- Promotional Poster
- Directed by: Mohamad Issack
- Written by: Mohamad Issack
- Produced by: Rajasekhar nalluri Mohamad Issack MD Rajiya Bee
- Starring: Sivaji Chesvaa Namratha Rohith Bhanuprakash
- Cinematography: E.J. Nauzad
- Music by: K. Basker
- Release date: 18 March 2016;
- Running time: 123 minutes
- Country: India
- Language: Telugu

= Seesa =

Seesa is a 2016 Indian Telugu-language film directed by Mohamad Issack, starring Sivaji, Chesvaa and Namratha.

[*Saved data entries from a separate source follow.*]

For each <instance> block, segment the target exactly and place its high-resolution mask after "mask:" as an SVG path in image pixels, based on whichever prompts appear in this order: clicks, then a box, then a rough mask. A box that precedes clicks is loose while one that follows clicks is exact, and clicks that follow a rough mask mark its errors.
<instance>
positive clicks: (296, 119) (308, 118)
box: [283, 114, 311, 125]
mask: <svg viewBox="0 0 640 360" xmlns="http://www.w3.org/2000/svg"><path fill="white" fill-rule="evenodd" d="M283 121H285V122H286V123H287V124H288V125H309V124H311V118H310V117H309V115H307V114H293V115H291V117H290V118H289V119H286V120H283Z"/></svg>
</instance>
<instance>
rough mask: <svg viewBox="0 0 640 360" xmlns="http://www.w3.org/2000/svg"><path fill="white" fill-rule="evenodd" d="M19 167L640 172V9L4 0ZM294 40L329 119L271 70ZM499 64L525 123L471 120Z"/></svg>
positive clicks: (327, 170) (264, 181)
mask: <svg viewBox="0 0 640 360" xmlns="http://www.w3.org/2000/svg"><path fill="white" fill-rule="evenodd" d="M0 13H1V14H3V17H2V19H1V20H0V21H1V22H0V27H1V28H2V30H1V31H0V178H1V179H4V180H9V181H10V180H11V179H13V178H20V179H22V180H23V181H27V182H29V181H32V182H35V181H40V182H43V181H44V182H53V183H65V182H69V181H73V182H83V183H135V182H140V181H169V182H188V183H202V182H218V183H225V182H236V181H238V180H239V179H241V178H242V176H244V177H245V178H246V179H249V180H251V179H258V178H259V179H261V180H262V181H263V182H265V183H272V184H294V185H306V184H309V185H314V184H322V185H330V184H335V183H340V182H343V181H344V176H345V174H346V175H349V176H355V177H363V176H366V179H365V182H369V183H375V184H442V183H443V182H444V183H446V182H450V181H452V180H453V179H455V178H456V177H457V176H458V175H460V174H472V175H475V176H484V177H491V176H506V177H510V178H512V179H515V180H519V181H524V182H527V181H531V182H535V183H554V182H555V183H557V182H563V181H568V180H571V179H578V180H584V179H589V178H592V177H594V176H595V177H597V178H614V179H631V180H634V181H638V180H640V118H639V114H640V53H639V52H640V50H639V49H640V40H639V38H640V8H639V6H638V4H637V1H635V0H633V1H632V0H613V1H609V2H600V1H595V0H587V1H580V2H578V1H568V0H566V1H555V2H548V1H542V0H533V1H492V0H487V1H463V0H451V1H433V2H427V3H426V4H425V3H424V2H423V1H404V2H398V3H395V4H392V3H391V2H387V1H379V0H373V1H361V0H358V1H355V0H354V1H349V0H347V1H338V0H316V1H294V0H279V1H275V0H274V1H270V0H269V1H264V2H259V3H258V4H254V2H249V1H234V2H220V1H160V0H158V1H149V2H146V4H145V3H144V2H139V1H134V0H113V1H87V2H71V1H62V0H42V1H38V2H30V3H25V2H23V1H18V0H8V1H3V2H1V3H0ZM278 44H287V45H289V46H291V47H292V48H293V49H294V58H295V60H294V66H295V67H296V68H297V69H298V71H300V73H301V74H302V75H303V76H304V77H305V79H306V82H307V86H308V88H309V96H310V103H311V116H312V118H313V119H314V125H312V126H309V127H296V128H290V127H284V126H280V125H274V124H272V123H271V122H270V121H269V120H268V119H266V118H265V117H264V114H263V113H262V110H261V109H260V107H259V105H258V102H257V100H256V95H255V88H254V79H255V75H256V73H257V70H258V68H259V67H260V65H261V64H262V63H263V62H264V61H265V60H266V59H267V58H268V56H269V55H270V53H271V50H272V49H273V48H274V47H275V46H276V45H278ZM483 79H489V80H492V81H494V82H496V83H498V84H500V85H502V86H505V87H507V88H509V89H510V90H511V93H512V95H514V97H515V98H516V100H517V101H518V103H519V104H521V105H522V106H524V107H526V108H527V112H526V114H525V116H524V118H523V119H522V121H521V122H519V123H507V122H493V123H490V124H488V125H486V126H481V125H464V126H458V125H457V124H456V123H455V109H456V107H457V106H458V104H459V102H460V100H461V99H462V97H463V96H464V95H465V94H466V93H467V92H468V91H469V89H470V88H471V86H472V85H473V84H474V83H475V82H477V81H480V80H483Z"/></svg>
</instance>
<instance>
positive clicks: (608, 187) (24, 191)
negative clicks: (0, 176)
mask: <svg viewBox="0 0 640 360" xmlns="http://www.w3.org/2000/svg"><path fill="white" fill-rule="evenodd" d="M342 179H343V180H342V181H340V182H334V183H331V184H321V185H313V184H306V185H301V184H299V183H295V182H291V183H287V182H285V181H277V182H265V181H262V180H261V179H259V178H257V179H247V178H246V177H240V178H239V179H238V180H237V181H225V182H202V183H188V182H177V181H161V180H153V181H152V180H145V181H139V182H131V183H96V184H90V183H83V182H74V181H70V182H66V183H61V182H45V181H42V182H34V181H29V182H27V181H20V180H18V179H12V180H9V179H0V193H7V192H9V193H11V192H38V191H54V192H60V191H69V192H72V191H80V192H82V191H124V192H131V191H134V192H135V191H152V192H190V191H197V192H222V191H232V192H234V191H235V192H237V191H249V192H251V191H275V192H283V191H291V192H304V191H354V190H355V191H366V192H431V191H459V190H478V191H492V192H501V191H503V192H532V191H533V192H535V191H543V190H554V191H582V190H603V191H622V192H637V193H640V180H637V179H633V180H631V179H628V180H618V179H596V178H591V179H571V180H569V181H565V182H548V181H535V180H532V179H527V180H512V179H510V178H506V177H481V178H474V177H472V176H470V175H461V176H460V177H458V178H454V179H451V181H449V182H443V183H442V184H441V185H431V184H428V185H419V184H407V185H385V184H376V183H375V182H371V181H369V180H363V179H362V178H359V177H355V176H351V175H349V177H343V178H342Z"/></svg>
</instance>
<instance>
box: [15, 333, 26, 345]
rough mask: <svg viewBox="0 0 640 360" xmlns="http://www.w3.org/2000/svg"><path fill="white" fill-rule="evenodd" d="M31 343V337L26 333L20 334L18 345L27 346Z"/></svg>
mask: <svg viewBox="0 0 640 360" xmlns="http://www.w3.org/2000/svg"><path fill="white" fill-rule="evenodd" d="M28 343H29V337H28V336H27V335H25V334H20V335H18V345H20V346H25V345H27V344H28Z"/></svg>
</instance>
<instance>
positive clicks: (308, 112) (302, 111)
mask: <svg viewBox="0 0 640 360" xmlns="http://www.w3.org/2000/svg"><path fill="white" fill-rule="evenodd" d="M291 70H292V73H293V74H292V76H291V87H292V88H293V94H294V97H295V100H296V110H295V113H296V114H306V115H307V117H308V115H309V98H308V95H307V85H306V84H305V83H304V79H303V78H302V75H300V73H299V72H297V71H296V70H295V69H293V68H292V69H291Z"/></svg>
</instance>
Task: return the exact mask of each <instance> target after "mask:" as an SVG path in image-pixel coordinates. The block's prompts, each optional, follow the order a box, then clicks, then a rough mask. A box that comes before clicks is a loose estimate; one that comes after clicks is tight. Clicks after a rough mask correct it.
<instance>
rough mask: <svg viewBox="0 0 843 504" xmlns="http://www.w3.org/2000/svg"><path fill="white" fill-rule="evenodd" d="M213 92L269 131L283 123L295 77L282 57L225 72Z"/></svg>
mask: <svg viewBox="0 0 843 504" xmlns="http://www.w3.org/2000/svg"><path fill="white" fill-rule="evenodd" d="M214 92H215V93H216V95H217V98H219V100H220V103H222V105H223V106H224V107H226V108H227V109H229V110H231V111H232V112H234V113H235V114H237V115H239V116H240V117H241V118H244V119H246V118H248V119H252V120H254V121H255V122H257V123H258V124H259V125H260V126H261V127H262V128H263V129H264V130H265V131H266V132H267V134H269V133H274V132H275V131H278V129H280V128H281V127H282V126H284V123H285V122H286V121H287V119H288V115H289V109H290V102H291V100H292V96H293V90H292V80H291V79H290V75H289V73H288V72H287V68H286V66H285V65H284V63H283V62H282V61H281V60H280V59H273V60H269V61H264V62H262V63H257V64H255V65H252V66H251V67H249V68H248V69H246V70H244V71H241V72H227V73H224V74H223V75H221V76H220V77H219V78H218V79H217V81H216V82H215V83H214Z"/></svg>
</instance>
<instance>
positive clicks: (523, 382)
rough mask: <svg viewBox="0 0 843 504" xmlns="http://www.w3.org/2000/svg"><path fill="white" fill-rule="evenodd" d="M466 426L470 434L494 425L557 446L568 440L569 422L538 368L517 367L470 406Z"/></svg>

Seesa also has been shot in a single take like its original Agadam.

==Plot==

Seesa is a thriller film all about human emotions in a bottle, where a 'ghost' takes revenge on her enemies.

==Cast==

- Sivaji
- Chaswa
- Namratha
- Tharika
- Rohith Bhanuprakash

==Remake==

Seesa is the remake of Tamil film Agadam which has been awarded the Guinness World Record for the longest uncut film that had a running time for 2 hours, 3 minutes and 30 seconds, a first in world cinema.

==Release==

Seesa was released on 18 March 2016 across Telangana and Andhra Pradesh.